Archive for July 25th, 2009

25
Jul
09

What I’m Watching: How I Met Your Mother Season One

How I Met Your Mother Season OneIt’s been a slow weekend here, so for the sake of entertainment, I turned to the DVD shelf. What was I in the mood for, I asked myself. Horror? Nah. Action? Eh… not today. Period drama? I’d probably have to go to Chase’s secret lair to get one of those. No, I wanted something lighthearted, but still intelligent.

How I Met Your Mother turned out to be the perfect choice. I’ve been a fan of this show since it premiered, and I picked up the DVDs of the first two season on sale a while back, but this was the first time I ever sat down and watched the whole season in one stretch. Let me tell you, you don’t recognize the real genius behind this show until you watch a whole block of episodes in a stretch.

The show is framed by the character of Ted Mosby (voiced by Bob Saget) in the year 2030, telling his teenage children stories about his youth. In the pilot episode young Ted (Josh Radnor) meets a girl named Robin (Cobie Smulders) that he falls for head-over-heels. His enthusiasm turns out to be a bit much, though, as Robin blanches from a guy ready to fall in love, get married, and start a family so soon after they meet. Rounding out the cast are Ted’ engaged roommates Marshall (Jason Segel) and Lily (Alyson Hannigan) and his skirt-chasing buddy Barney (the brilliant Neil Patrick Harris). In the first episode, Ted begins telling his kids the story of “how I met your mother,” which makes it particularly surprising when he tells us right out of the box that Robin, the girl of his dreams, isn’t the one he’s going to end up with. Suddenly we’re left wondering, just who is the mother of his children? And why is he beginning this story with meeting another girl… one his kids call Aunt Robin?

What elevates this show past the level of an average sitcom is the same thing that you don’t understand until you watch a lot of episodes together. My favorite TV shows are the ones that are planned out, that tell a long-term story. Shows like Lost and Babylon 5 raised the bar for genre television, with a single storyline that extends the entire run of the series. While I’m not sure this show is as meticulously planned as either of those dramas, it’s most certainly better planned out than most TV comedies. Continuity is important to this show. Small elements or minor characters turn up later on down the line. Sometimes they’re just there to be funny (the ongoing “slap bet” being a prime example). Other times, the things and people that come back turn out to be vital to the storyline.

What’s more — as the Bob Saget voice occasionally reassures his kids — you really get the feeling that all of these storylines are important, that they are building up to something. Even though, at the end of the fourth season of the show, we still haven’t actually met the nameless “mother,” everything that’s happened to Ted, to Robin, to Marshall and Lilly, are working together in concert, preparing him for one event, one relationship, one disappointment and one triumph after another. And after each one, he comes out a little different. His goals, his ideas, his hopes shift over time, and soon it becomes clear that without these adventures he wouldn’t be the right person in the right place when the Mother finally makes her entrance.

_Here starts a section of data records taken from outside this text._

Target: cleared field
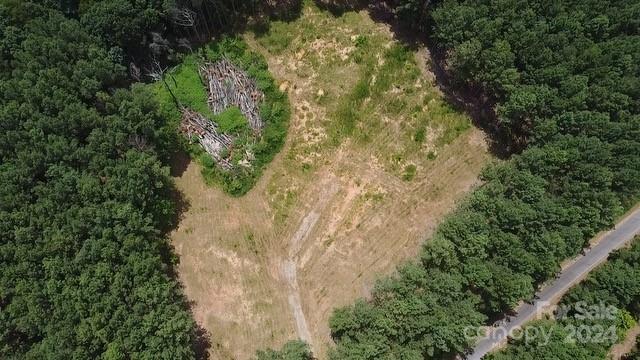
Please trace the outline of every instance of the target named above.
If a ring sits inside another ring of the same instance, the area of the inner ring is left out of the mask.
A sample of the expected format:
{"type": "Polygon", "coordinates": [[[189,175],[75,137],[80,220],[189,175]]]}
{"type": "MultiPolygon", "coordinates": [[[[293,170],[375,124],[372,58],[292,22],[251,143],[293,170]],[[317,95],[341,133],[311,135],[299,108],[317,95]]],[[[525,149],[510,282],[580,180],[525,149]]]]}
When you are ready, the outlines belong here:
{"type": "Polygon", "coordinates": [[[364,12],[308,4],[246,40],[289,93],[287,143],[240,198],[207,186],[193,162],[177,175],[189,203],[172,234],[178,270],[213,359],[296,337],[323,358],[332,309],[413,258],[490,155],[426,57],[364,12]]]}

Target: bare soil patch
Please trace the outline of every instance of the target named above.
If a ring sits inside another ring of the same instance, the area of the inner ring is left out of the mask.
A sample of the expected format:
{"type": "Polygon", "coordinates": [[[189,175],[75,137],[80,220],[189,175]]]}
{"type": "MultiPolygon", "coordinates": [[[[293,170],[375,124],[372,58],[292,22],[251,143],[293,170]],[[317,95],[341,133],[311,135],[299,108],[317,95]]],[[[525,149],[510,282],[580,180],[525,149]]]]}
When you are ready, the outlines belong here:
{"type": "Polygon", "coordinates": [[[609,359],[619,360],[629,354],[636,346],[636,341],[640,336],[640,325],[636,325],[627,331],[627,336],[622,342],[615,344],[609,351],[609,359]]]}

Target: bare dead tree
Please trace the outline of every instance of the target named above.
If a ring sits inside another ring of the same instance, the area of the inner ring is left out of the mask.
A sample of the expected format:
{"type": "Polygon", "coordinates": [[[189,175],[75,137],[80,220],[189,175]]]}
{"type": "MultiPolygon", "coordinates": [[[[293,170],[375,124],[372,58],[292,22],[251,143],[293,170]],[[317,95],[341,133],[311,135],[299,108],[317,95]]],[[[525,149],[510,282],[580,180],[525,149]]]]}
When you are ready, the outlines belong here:
{"type": "Polygon", "coordinates": [[[192,27],[196,24],[196,13],[187,8],[174,8],[171,12],[171,20],[182,27],[192,27]]]}
{"type": "Polygon", "coordinates": [[[198,19],[198,14],[195,11],[182,7],[182,8],[174,8],[171,11],[171,21],[180,27],[193,29],[196,33],[196,37],[198,39],[202,39],[200,36],[200,32],[198,31],[198,27],[196,26],[198,19]]]}
{"type": "MultiPolygon", "coordinates": [[[[180,101],[178,100],[176,95],[171,90],[171,87],[167,83],[167,78],[166,78],[167,70],[168,70],[168,67],[166,67],[166,66],[163,67],[162,64],[160,63],[160,61],[154,56],[153,60],[151,61],[151,65],[147,69],[147,75],[151,79],[153,79],[153,81],[162,81],[162,83],[164,84],[164,87],[167,89],[167,91],[171,95],[171,98],[173,99],[173,102],[176,104],[176,107],[178,109],[182,109],[182,105],[180,104],[180,101]]],[[[171,75],[169,75],[169,76],[171,76],[171,75]]],[[[173,79],[173,77],[171,77],[171,78],[173,79]]],[[[173,83],[174,83],[174,85],[177,85],[175,79],[173,79],[173,83]]]]}
{"type": "Polygon", "coordinates": [[[137,82],[140,82],[140,76],[142,75],[140,68],[132,61],[129,63],[129,75],[137,82]]]}
{"type": "Polygon", "coordinates": [[[193,48],[191,47],[191,42],[185,38],[180,38],[176,40],[176,44],[178,47],[188,50],[189,52],[193,52],[193,48]]]}
{"type": "Polygon", "coordinates": [[[153,57],[151,65],[147,68],[147,75],[153,79],[153,81],[160,81],[164,79],[164,73],[167,71],[167,67],[162,67],[160,61],[153,57]]]}

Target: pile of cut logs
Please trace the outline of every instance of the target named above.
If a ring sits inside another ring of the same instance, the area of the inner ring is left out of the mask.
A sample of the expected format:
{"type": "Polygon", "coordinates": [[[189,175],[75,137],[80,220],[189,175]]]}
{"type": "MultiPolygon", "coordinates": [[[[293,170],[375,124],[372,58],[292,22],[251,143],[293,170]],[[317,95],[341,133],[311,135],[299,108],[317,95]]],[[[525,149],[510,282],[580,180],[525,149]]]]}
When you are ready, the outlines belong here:
{"type": "Polygon", "coordinates": [[[218,130],[218,126],[202,114],[182,109],[182,123],[180,130],[187,135],[189,141],[194,141],[194,136],[204,150],[211,155],[216,163],[223,169],[231,169],[231,163],[227,159],[233,145],[233,138],[218,130]]]}
{"type": "Polygon", "coordinates": [[[214,114],[237,106],[254,131],[262,130],[264,123],[260,118],[259,106],[264,94],[244,71],[229,60],[222,59],[201,66],[200,75],[207,83],[209,107],[214,114]]]}
{"type": "MultiPolygon", "coordinates": [[[[262,130],[264,123],[260,118],[259,105],[264,99],[264,94],[244,71],[229,60],[222,59],[200,67],[200,75],[207,85],[208,103],[214,114],[220,114],[230,106],[237,106],[253,131],[262,130]]],[[[215,122],[198,112],[182,108],[180,130],[189,141],[198,141],[223,169],[232,168],[229,155],[234,137],[222,133],[215,122]]]]}

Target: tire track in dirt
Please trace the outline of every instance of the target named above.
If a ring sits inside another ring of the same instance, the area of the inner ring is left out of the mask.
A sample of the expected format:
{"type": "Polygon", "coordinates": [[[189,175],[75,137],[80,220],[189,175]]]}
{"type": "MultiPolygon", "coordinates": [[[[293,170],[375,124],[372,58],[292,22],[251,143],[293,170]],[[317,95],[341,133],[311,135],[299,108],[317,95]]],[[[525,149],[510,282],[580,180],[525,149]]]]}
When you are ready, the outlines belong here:
{"type": "Polygon", "coordinates": [[[287,300],[289,307],[296,322],[296,331],[298,337],[311,347],[313,351],[313,337],[307,325],[307,319],[302,308],[302,300],[300,297],[300,288],[298,285],[298,260],[299,252],[302,244],[309,237],[316,223],[320,219],[320,214],[324,211],[327,203],[338,192],[339,186],[334,177],[330,177],[322,186],[323,190],[314,208],[302,219],[298,230],[289,240],[289,256],[282,262],[281,270],[284,280],[287,283],[287,300]]]}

And I gotta say, that’s the sort of thing that happens in real life. When I watch Ted making a dork of himself in over-the-top pursuit of one girl of his dreams after another, I remember myself pre-Erin. Although real life isn’t quite as funny as this show, and few of us are blessed with a Neil Patrick Harris, I honestly believe that the events in our past DO prepare us for the future.

(I should interject here that I don’t want at all to imply that I no longer make a dork out of myself now that I’m with Erin. I just do it in different ways.)

The first season is a good example of how it all plays out. Although the larger arc of the season is Ted’s pursuit of Robin, there’s a side arc where he falls for a girl named Victoria (the so-cute-it-should-be-illegal Ashley Williams). By the end of the season, it’s doubtful that things would conclude the way they did without that side-track. The writers also play with the format quite a bit, employing flashbacks, flash-forwards, nonlinear episodes and even Rashomon-style episodes where we see the same incidents from various points of view. It’s a constant reminder that we’re not actually witnessing these events as they’re happening, we’re being told the stories more than 20 years after the fact.

Unlike most sitcoms, this is a show that really demands you think, pat attention, and even play along with the characters in a way most others don’t require. With season one down, I intend to start watching season two right away, and I’ll more than likely be picking up three and four before long. This is a series that’s completely worth my time.